A new law aims to lay the groundwork for updating severely outdated water infrastructure throughout Illinois, though experts say overhauling those systems will require additional investment and could ultimately cost tens of billions of dollars.
The law, signed Aug. 23 by Gov. J.B. Pritzker, establishes a new Clean Water Workforce Pipeline program that will train workers for water-related jobs through grants to labor organizations.
Environmental and public health advocates that support the new law say Illinois’ water infrastructure is in dire shape, pointing to a 2018 report by the American Society of Civil Engineers that gave the state a C- grade for wastewater and drinking water infrastructure.
Evidence of the aging water systems is seen across the state. Mayor Lori Lightfoot recently suspend the city’s water meter installation program after new data showed an increased level of lead in some metered homes. There is also evidence of nutrient runoff that pollutes rivers and other waterways, and inadequate stormwater management systems that leave residents vulnerable to flooding.
“Much of Illinois’ water infrastructure is dilapidated and in desperate need of renovation and repair,” said Chicago state Rep. Justin Slaughter in a statement upon introducing the bill earlier this year. “By providing job training for careers in the water sector, we will help to secure access to both clean water and good jobs for residents across the state.”
Under the new law, sponsored by Slaughter and fellow Democrat Sen. Ram Villivalam of Chicago, the state will establish a training program targeting residents of economically and socially disadvantaged communities, along with women, transgender persons, foster care alumni and those returning from the criminal justice system.
The program will train and place at least 300 individuals in water sector-related apprenticeships, or the number of people equal to 25% of the annual jobs created by state-financed water infrastructure projects, whichever is greater.

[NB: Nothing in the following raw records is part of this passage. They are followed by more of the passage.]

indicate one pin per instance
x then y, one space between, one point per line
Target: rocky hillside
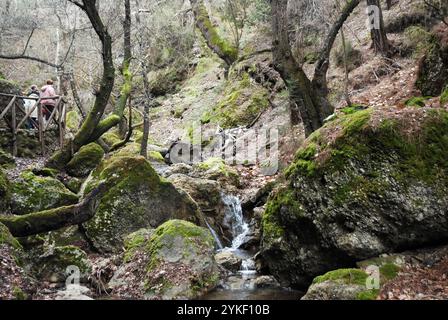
357 210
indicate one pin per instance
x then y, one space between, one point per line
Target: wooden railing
58 116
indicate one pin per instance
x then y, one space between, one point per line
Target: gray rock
228 260
360 187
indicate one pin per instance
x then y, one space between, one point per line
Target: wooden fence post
41 128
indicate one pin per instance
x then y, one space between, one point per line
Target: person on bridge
29 104
48 104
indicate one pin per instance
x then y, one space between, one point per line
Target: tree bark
323 61
55 219
380 42
219 46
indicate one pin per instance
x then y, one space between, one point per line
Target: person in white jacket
29 104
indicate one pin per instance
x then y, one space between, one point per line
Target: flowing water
241 286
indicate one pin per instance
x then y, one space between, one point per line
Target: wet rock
32 193
266 282
229 261
176 261
359 187
137 198
74 293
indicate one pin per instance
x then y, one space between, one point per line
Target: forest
224 150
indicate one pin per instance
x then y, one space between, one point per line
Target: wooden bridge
16 106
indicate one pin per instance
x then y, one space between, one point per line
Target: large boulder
15 282
365 184
85 160
137 197
433 69
32 193
208 195
171 263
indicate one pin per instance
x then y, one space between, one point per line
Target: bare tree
220 46
380 42
308 98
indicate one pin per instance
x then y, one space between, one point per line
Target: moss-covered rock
343 284
243 101
207 194
444 97
15 282
433 69
73 121
365 184
137 198
5 194
6 159
173 262
167 80
216 169
32 193
85 160
52 265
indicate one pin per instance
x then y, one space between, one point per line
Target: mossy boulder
216 169
15 282
367 183
73 121
343 284
173 262
243 101
207 194
32 193
6 159
5 194
432 75
137 198
444 97
55 264
85 160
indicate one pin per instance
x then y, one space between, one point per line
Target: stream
241 285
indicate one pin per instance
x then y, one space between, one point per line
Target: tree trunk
221 47
323 62
305 103
380 42
94 126
55 219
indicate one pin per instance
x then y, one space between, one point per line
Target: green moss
241 105
155 156
111 138
19 294
168 233
33 193
444 97
85 160
136 241
5 193
7 238
353 109
346 276
417 41
389 271
418 102
214 41
368 295
46 172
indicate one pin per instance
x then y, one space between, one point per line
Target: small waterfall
234 218
215 236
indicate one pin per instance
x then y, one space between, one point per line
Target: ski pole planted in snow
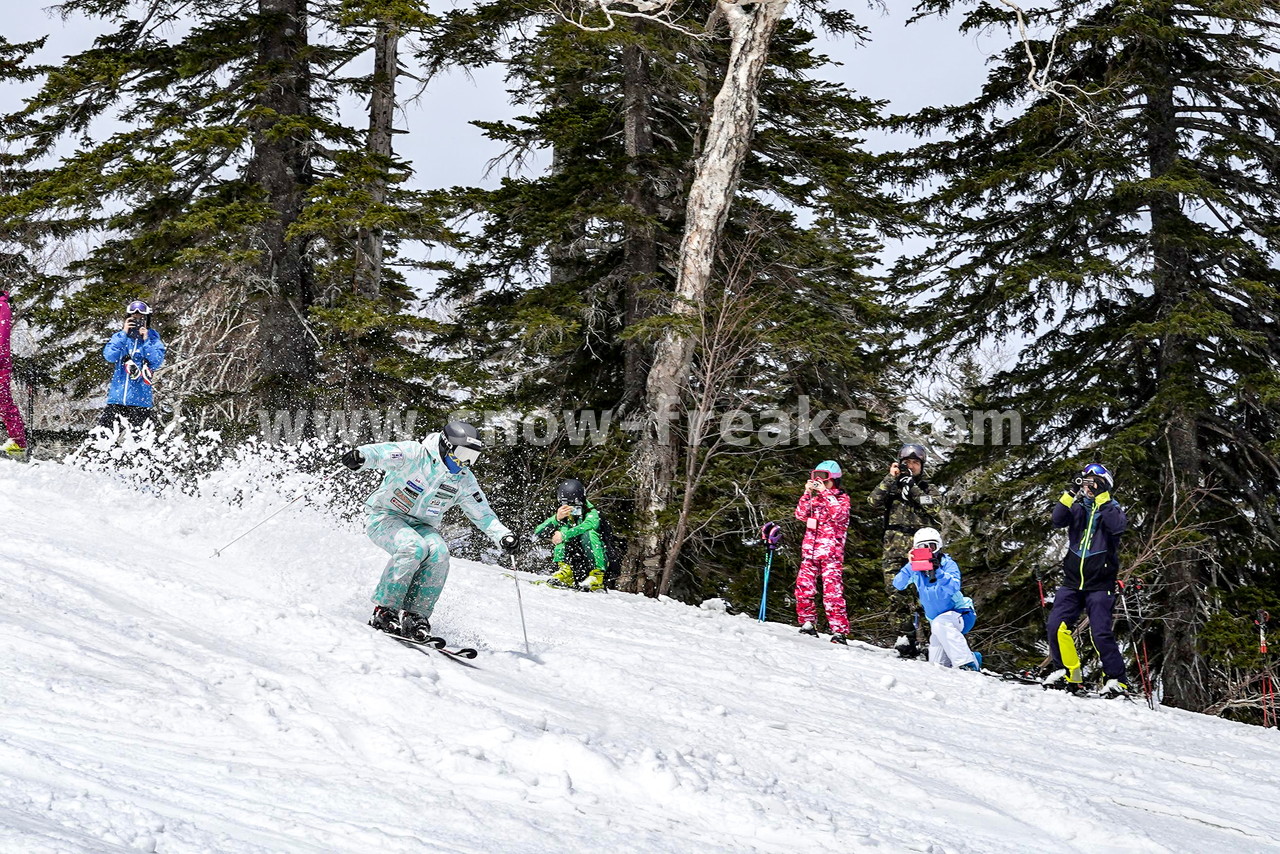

“Access to safe and clean water should be a right of all Illinoisans, and we must act now to ensure that our water sources are clean for generations to come and prevent tragedies like those we’ve seen in Flint, Michigan,” Slaughter said in a statement, referring to the crisis following the discovery of lead contamination in Flint’s drinking water.
The law instructs the state’s Department of Commerce and Economic Opportunity to implement the new program, using money from the Build Illinois bond fund – which supports infrastructure, economic development, health care, education and environmental projects – Capital Development fund or General Revenue fund.